H1B Visa Policy Changes May Not Be as They Seem
Policy governing the issue of H1B visas has changed as a result of the leadership change following the 2020 election. The availability of the H1B visa, particularly popular among US companies for dealing with the domestic shortage of in-demand IT talent with immigrants from India and the Far East had been restricted via executive order during the Trump presidency. The Biden team has reversed the restrictions resulting in a steep drop in H1B visa application denials. Moreover, the cap for annual applications for the visa was met for 2021 before the end of February. While organizations reliant on H1B tech workers may be feeling some relief, but there still may be some suffering in store.
The Biden policy directive suspended a Trump administration policy to allocate H1B visas based on an applicant’s wages and skills.

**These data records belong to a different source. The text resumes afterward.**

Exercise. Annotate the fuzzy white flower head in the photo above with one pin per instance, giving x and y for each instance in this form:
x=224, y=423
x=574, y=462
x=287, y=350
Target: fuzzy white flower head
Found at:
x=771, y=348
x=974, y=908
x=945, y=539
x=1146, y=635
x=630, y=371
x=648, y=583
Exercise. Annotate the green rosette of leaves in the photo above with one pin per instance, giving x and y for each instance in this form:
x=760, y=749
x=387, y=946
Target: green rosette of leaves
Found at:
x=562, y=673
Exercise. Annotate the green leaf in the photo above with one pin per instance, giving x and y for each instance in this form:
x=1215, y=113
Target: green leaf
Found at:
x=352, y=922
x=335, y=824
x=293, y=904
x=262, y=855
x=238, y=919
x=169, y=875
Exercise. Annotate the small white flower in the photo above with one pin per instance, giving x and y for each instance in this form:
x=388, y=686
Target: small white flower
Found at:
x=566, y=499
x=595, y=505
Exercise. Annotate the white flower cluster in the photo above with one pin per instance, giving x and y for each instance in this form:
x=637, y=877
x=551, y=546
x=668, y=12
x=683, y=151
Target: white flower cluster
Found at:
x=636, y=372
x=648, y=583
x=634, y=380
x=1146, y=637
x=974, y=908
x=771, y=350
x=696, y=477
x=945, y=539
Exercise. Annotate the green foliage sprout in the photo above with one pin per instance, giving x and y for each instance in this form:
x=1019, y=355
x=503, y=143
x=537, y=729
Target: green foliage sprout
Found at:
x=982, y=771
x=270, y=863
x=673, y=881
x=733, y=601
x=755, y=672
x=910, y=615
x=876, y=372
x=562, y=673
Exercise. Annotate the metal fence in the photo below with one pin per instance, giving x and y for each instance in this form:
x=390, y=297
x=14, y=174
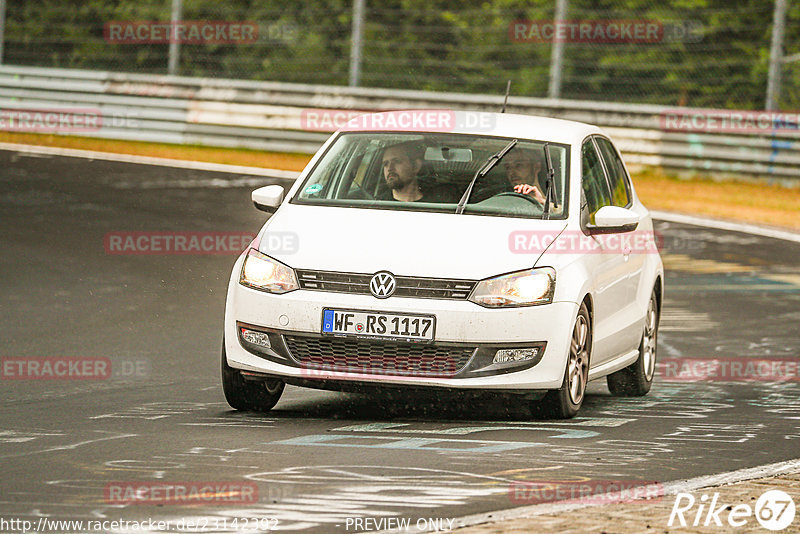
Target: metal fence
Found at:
x=270, y=116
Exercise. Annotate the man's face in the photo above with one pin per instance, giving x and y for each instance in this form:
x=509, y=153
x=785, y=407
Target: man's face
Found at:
x=521, y=168
x=398, y=169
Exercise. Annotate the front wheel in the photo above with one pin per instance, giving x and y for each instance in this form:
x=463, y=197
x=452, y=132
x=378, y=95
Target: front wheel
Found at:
x=245, y=395
x=564, y=402
x=636, y=379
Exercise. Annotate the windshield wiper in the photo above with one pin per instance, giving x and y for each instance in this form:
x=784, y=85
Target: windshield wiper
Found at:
x=549, y=189
x=483, y=171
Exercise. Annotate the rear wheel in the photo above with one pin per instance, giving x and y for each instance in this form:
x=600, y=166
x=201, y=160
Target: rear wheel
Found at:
x=564, y=402
x=246, y=395
x=636, y=379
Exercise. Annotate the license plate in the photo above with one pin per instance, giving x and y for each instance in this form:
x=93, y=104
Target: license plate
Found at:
x=407, y=327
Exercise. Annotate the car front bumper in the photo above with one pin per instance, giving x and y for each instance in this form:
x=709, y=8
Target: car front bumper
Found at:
x=461, y=357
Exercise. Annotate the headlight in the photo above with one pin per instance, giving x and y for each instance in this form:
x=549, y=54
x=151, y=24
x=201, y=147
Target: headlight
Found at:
x=523, y=288
x=259, y=271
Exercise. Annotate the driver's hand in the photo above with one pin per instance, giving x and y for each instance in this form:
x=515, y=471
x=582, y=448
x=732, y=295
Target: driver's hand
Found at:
x=527, y=189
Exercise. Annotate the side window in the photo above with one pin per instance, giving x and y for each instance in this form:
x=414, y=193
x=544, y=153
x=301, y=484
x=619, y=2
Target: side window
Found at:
x=617, y=178
x=593, y=181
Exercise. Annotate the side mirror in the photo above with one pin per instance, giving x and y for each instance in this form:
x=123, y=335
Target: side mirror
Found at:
x=614, y=220
x=268, y=198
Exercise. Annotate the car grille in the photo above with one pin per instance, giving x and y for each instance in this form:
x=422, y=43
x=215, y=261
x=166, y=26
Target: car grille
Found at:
x=377, y=357
x=407, y=286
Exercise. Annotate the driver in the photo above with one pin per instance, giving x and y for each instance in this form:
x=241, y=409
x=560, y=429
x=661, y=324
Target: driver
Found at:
x=523, y=169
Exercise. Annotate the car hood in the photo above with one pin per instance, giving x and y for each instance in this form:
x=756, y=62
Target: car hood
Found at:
x=406, y=243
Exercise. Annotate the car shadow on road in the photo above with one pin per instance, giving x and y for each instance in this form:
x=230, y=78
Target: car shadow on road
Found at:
x=384, y=405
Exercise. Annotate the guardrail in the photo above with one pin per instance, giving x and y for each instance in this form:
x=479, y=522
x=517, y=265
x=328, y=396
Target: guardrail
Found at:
x=268, y=116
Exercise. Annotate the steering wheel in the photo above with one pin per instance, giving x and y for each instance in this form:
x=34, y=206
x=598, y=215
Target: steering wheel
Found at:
x=520, y=195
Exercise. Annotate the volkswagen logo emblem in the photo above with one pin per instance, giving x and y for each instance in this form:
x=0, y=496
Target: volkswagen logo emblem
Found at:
x=382, y=285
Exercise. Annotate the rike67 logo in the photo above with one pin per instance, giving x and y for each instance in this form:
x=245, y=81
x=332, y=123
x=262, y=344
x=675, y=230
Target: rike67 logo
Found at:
x=774, y=510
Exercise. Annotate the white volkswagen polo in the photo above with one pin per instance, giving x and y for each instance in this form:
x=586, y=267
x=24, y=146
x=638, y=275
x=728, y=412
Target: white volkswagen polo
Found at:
x=452, y=250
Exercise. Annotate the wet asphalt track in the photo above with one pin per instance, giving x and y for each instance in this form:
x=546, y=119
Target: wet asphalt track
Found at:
x=319, y=459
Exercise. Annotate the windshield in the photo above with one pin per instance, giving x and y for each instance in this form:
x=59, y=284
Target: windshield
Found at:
x=430, y=172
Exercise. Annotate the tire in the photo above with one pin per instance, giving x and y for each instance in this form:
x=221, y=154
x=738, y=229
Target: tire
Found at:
x=636, y=379
x=248, y=395
x=564, y=402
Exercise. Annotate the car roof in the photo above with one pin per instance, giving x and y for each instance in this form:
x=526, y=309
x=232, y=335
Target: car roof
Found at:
x=474, y=122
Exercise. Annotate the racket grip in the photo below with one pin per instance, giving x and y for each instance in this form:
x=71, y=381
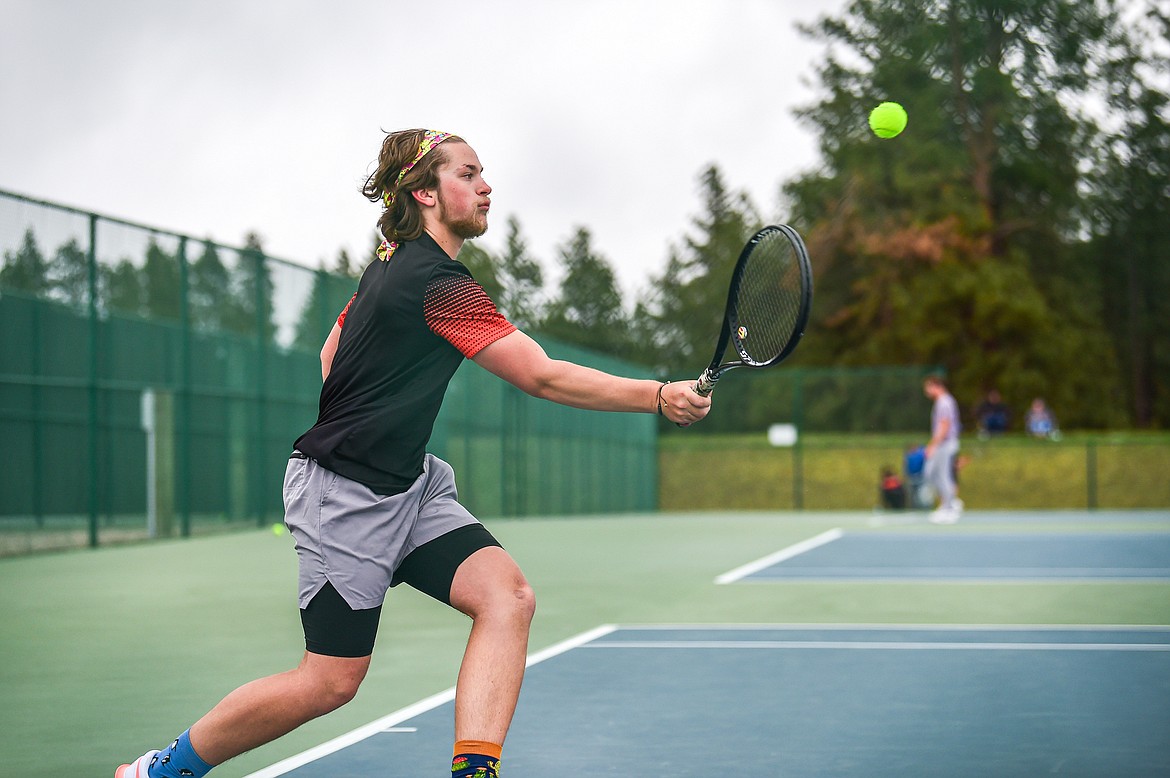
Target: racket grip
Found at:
x=706, y=384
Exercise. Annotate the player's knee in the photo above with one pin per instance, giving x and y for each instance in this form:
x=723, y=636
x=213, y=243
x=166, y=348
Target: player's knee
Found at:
x=515, y=603
x=334, y=692
x=524, y=603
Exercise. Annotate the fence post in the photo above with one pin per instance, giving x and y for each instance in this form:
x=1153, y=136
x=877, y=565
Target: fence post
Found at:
x=1091, y=473
x=798, y=448
x=91, y=261
x=183, y=424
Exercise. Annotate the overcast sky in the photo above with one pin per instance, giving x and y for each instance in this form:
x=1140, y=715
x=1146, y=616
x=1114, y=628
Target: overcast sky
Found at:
x=219, y=117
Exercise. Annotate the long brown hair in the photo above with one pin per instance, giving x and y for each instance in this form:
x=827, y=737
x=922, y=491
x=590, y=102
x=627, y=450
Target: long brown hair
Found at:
x=403, y=220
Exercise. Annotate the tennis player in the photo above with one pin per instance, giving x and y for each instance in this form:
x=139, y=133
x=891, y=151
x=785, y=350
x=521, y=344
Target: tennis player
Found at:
x=941, y=451
x=370, y=509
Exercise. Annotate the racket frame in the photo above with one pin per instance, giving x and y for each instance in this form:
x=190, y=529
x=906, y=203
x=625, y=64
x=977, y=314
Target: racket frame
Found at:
x=715, y=371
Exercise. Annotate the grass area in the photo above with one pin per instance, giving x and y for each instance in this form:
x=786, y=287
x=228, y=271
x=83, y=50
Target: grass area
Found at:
x=840, y=472
x=114, y=651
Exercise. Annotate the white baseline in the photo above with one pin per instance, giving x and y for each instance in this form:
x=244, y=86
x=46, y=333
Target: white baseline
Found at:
x=779, y=556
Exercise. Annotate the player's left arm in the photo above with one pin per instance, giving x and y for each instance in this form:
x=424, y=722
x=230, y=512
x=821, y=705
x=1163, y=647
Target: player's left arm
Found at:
x=329, y=351
x=520, y=360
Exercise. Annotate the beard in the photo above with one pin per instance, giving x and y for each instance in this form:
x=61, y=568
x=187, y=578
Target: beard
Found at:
x=466, y=227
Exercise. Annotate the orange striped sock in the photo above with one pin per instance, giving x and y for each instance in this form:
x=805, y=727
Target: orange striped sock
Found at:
x=475, y=759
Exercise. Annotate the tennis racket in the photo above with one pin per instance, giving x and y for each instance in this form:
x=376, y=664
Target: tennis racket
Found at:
x=768, y=304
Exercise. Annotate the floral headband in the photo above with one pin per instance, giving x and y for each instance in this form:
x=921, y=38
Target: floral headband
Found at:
x=431, y=138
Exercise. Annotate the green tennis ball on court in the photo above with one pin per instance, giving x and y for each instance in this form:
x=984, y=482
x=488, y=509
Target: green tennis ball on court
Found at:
x=888, y=119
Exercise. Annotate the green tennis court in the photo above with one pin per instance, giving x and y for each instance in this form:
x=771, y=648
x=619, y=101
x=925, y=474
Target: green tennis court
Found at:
x=110, y=652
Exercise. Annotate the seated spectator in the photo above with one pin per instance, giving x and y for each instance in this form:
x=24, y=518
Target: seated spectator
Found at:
x=1040, y=422
x=893, y=493
x=992, y=415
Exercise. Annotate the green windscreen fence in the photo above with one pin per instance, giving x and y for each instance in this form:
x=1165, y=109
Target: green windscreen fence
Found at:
x=151, y=385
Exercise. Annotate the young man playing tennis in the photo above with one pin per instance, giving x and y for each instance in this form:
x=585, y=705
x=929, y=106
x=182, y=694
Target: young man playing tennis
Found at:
x=370, y=508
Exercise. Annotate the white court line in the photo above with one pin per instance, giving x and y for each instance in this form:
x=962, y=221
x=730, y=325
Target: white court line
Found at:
x=779, y=556
x=421, y=707
x=876, y=645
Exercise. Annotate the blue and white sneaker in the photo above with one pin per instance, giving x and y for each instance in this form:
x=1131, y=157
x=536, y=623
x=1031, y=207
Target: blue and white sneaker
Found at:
x=137, y=769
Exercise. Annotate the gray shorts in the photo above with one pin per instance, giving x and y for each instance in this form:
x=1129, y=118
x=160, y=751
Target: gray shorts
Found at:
x=355, y=538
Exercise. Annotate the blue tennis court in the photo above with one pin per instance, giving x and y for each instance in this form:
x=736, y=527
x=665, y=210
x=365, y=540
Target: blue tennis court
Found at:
x=809, y=701
x=968, y=556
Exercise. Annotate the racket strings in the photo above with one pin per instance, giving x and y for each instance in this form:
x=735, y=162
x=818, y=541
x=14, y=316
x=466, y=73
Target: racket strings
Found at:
x=768, y=301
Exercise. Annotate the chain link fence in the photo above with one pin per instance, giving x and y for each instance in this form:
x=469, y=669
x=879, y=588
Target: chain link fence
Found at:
x=151, y=385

The Trump rule established that applicant’s salaries be tied to the 45th percentile (or above) of the average pay rate for an entry level position and reaching to the 95% percentile for high skilled workers. In practical terms, this meant that, based on baseline salary data from the US government, a junior computer systems manager coming to the US on an H1B would need to be earning at least $140,000 annually. A senior level information systems manager would need to be earning more than $207,000 to qualify for an H1B. The Biden suspension of the Trump allocation plan returns policy to the former practice of accepting qualified applications on the basis of a random lottery.
For many of the larger businesses that leverage H1B visas to advance their IT goals, this comes as some relief as immigration policy research from the Cato Institute suggests 73% of job offers made to H1B applicants by US businesses would be ineligible to meet these high allocation requirements. The research also suggested wages would have to rise by tens of thousands to meet the threshold.
But the suspension of the Trump rule was only meant to provide the new administration time to consider the ramifications of the policy and weigh its value. The possibility still exists for the rule to be implemented in 2022 after the suspension period ends and the impact has been more closely examined.
Sarah Butcher from eFinancial Careers sums up the danger nicely saying, “The new rule could conceivably impact investment banks. Median wages for ‘securities, commodities and financial services sales agents’ in New York City are $131k, so junior traders on H1B visas would need salaries of $120k to be eligible. However, it’s consulting firms that stand to suffer the most.”
The Cato data also revealed estimates suggesting 83% of historic H1B job offers extended by consulting giant, Accenture would have been rejected under the Trump H1B rules. 98% of offers extended by Deloitte & Touche would have been prohibited; 23% at McKinsey & Co.; 32% at EY, and 47% at Deloitte Consulting.
As contingent workforce management professionals know too well, IT resources are in chronically high demand and short supply. Not just in financial industry roles, but in nearly all industries. This warrants keeping a close eye on how the Biden team proceeds because though there is temporary respite now, many of the jobs filled using H1B visas this year will be too costly in 2022 should the new wage requirements be reinstated.